Apart from his white lies about administrative overhead for private insurance - the Affordable Care Act mandates that insurance plans in the individual market spend at least 80% of their premium revenue on actually providing care - Potter's viewpoint represents an irrational, ideological aversion to anything 'corporate' that forces him to see direct assistance to poor and working people as a corporate boondoggle simply because corporations provide the service (in this case, health insurance) purchased with the assistance. Taken to its logical conclusion, as I will demonstrate below, that line of thinking gets pretty absurd pretty quickly. What's worse, Wendell Potter's proposed solution would not actually fix the supposed problem of corporations getting money.

First, let's follow Potter's logic. If public dollars targeted for assisting people to buy something up being spent at businesses that sell that thing makes that assistance itself a corporate bailout, then every government program to help the poor is doomed.

Under this reasoning, any government assistance to poor and working class people is really just a fat check to big business. Nutrition assistance (SNAP benefits) is really a transfer of taxpayer dollars to big agribusiness, Section 8 housing really a windfall for landlords, the Pell Grant a rainmaker for textbook publishers and overpaid college administrators, and the Child Tax Credit a bailout for Huggies. Heck, even traditional Medicare and Medicaid ultimately pays for products and services provided by private entities, many of whom are large corporate entities like corporate hospitals, pharmaceutical companies, and medical device manufacturers, so ultimately those, too, are simply transfers to big, bad corporate entities.

Ultimately, the nature of the economy is such that every dollar, even if it comes from the government, is very, very likely to pass through for-profit businesses. Just where do we think people will spend their $1400 direct payments or additional unemployment benefits from Uncle Sam? Buying groceries at private grocery stores (and probably one owned by a large national chain), purchasing clothes at private clothing stores, putting gas in their cars from - gasp - corporate polluters, or even paying down debt held by privately banks and private credit card companies.

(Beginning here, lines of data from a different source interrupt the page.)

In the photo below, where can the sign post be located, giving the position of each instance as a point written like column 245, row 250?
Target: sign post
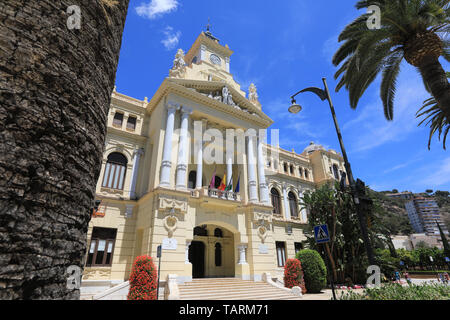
column 322, row 236
column 158, row 255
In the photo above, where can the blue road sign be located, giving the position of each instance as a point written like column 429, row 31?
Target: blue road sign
column 321, row 233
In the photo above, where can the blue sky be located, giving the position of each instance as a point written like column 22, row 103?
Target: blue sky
column 283, row 47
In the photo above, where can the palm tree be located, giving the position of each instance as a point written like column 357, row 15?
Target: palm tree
column 414, row 30
column 436, row 119
column 55, row 91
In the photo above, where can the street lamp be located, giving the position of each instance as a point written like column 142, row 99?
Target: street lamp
column 324, row 94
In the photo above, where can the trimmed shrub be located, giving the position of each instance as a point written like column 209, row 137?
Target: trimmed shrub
column 314, row 270
column 143, row 279
column 293, row 275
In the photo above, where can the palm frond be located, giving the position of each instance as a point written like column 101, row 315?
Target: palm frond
column 388, row 84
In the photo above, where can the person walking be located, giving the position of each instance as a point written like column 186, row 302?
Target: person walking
column 408, row 279
column 446, row 277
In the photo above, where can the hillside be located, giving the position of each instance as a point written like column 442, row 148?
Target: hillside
column 391, row 213
column 443, row 200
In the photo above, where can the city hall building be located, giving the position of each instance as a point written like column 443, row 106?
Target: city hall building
column 157, row 185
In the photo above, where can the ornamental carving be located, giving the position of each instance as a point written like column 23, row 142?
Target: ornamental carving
column 257, row 216
column 225, row 96
column 168, row 204
column 263, row 228
column 170, row 223
column 179, row 65
column 252, row 94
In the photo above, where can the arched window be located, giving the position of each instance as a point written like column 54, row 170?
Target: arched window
column 192, row 181
column 217, row 182
column 115, row 169
column 293, row 204
column 218, row 233
column 200, row 231
column 336, row 172
column 218, row 254
column 276, row 203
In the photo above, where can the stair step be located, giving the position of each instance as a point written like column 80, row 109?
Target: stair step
column 232, row 289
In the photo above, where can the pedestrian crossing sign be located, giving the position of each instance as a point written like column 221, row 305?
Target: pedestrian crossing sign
column 321, row 233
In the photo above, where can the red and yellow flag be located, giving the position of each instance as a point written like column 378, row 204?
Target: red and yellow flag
column 223, row 183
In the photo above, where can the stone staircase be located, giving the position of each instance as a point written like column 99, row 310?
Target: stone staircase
column 232, row 289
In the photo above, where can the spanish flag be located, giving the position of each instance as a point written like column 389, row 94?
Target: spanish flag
column 230, row 185
column 237, row 185
column 222, row 184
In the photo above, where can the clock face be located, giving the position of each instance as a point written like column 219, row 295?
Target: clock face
column 215, row 59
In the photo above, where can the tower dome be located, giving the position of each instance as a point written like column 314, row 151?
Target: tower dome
column 313, row 147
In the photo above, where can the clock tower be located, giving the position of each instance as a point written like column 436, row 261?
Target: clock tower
column 206, row 60
column 207, row 49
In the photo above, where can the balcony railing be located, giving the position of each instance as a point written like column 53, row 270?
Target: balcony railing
column 219, row 194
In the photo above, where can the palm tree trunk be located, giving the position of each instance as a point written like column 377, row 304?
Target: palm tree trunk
column 436, row 80
column 55, row 91
column 333, row 265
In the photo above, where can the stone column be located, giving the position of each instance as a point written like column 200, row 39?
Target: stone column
column 183, row 149
column 188, row 244
column 242, row 257
column 253, row 192
column 263, row 190
column 137, row 156
column 198, row 184
column 166, row 163
column 303, row 212
column 287, row 212
column 229, row 169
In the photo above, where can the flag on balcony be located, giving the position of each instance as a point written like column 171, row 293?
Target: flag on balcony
column 212, row 184
column 230, row 185
column 222, row 183
column 237, row 185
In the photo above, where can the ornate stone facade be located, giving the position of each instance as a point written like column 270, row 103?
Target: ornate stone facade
column 167, row 198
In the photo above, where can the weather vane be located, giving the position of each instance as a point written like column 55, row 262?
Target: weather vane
column 208, row 25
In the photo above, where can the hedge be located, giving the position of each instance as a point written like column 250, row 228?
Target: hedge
column 314, row 270
column 143, row 279
column 293, row 275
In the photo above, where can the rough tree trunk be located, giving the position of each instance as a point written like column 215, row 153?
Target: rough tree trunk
column 55, row 90
column 436, row 80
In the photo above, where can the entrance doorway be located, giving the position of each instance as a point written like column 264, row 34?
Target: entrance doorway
column 197, row 258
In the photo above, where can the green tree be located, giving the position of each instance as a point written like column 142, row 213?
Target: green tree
column 414, row 30
column 435, row 118
column 55, row 93
column 335, row 207
column 314, row 270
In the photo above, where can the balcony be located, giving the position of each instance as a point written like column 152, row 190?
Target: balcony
column 219, row 194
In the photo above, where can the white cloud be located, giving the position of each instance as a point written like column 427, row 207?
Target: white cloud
column 439, row 174
column 156, row 8
column 172, row 38
column 370, row 128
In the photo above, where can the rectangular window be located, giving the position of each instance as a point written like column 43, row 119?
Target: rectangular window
column 118, row 120
column 298, row 246
column 101, row 248
column 131, row 123
column 281, row 253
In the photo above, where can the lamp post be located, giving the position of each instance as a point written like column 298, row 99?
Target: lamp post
column 324, row 94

Yet, most people would agree that viewing direct payments and unemployment benefits through the lens of corporate profits would be absurd. Most people would agree that it's ridiculous to pretend school lunches - something Biden's stimulus makes free for all students through the summer - are really a way to prop up corporate agriculture and food services industries. Calling premium assistance for families and individuals to buy health insurance "funneling" taxpayer money to health insurance companies is equally ludicrous.

Even if one insisted on this absurd view, though, Wendell Potter's offered solution would not remedy the problem he defines. Even assuming that using the reconciliation process to make a policy change to allow those who aren't otherwise eligible to buy into Medicare would fit Senate rules and have enough votes to pass - assumptions which are absolutely from a fantasy world - allowing people to buy into, in Potter's words, the "existing Medicare program" would not stop taxpayer dollars from padding the coffers of private insurance companies.

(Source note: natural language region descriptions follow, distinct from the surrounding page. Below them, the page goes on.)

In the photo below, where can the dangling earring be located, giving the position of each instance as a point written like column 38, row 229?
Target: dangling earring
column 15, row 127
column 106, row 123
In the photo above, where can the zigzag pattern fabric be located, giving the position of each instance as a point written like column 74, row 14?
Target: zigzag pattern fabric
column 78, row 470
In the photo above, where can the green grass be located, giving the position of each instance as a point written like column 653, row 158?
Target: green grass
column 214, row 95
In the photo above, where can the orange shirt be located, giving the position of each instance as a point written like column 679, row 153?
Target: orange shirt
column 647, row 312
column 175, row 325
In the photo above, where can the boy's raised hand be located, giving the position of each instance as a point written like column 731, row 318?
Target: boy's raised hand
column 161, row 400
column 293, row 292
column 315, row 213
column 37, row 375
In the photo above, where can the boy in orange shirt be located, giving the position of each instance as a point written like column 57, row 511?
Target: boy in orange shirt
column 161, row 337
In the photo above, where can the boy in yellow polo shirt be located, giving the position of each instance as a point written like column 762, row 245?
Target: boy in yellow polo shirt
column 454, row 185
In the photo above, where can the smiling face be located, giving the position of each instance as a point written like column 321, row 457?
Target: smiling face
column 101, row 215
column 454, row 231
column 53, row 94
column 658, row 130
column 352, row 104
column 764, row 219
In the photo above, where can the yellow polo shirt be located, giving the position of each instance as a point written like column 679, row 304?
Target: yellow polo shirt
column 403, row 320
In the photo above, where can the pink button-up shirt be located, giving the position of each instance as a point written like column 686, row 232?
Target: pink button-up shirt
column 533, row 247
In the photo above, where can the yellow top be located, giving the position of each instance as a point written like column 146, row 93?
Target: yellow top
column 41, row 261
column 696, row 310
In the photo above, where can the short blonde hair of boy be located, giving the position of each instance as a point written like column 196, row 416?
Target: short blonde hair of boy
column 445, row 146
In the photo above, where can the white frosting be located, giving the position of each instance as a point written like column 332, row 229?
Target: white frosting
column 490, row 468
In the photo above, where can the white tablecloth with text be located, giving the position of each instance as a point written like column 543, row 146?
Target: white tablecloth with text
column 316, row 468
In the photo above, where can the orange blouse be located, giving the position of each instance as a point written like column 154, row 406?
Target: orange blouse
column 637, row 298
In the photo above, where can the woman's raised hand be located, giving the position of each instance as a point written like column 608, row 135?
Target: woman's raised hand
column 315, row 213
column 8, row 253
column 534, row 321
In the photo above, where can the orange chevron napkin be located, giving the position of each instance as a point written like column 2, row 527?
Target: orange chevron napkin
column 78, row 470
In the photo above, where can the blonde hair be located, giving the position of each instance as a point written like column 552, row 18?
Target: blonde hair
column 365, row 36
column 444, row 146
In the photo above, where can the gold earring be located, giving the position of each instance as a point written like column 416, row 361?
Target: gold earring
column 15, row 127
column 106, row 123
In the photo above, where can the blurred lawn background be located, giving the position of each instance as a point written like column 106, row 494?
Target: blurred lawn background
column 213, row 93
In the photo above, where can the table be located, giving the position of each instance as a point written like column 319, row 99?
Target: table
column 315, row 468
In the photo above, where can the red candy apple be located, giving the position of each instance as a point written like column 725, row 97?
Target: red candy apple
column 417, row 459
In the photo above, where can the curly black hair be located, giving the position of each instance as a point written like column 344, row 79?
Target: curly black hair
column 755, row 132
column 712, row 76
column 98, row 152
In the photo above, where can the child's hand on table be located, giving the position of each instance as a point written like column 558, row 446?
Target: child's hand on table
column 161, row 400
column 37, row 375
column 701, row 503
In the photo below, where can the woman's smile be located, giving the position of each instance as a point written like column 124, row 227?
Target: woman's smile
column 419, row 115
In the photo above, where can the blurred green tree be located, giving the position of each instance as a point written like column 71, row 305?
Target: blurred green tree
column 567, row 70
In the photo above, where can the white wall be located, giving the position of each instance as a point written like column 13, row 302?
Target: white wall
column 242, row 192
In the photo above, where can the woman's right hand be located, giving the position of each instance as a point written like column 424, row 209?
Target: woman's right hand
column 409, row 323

This is because the "existing Medicare program" is not a single payer program. Medicare enrollees have a choice between traditional, government-payer Medicare and Medicare Advantage, which are Medicare plans offered by... drumroll please... private insurance companies. Medicare Advantage, or private insurance Medicare, has exploded since Potter's days as a health insurance executive. The rapidly growing percentage of Medicare beneficiaries who choose private plans stood at 40% in 2020.

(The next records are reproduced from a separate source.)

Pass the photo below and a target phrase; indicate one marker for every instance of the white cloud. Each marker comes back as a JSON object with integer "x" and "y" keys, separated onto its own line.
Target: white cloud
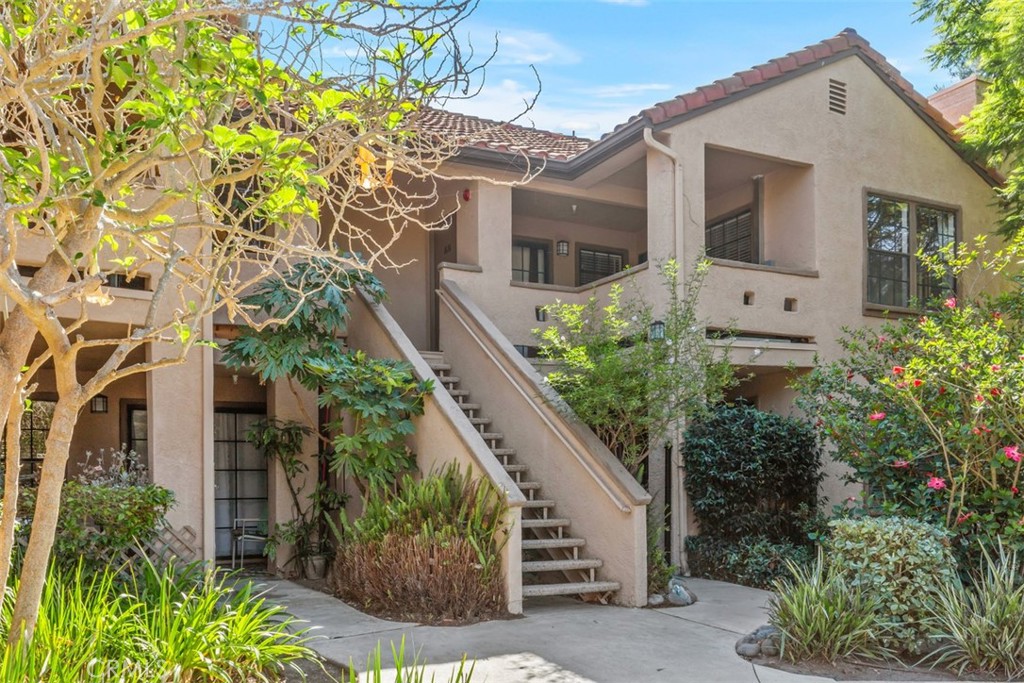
{"x": 623, "y": 90}
{"x": 531, "y": 47}
{"x": 508, "y": 98}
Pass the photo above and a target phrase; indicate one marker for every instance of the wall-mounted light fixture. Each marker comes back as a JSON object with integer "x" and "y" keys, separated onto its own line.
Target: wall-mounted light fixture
{"x": 98, "y": 403}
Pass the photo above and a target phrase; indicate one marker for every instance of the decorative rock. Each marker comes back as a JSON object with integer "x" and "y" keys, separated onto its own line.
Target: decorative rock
{"x": 679, "y": 594}
{"x": 748, "y": 649}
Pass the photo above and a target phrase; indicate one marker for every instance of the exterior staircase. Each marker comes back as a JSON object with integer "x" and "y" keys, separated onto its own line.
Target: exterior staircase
{"x": 553, "y": 561}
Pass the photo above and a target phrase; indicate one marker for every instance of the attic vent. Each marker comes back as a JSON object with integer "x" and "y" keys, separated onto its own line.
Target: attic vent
{"x": 837, "y": 96}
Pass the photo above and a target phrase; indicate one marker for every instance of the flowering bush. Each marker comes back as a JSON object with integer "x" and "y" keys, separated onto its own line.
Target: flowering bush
{"x": 929, "y": 414}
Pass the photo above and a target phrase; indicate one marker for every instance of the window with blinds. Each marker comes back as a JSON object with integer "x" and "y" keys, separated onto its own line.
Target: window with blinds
{"x": 732, "y": 239}
{"x": 595, "y": 263}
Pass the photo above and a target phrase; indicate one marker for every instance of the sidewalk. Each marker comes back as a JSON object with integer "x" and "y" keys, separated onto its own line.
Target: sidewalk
{"x": 560, "y": 640}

Allowing new beneficiaries into the existing Medicare program would mean allowing those new beneficiaries to choose a private plan within Medicare as well, and as much as half may well choose to do so, which would also move money into the coffers of those private insurance companies.

It's okay to call out corporate excesses. It's good, in fact. It's essential to condemn lopsided wealth and income inequality. But let's not focus so much on the anti-corporate sentiment that hurting corporations - not helping people - becomes the measure of acceptable public policy.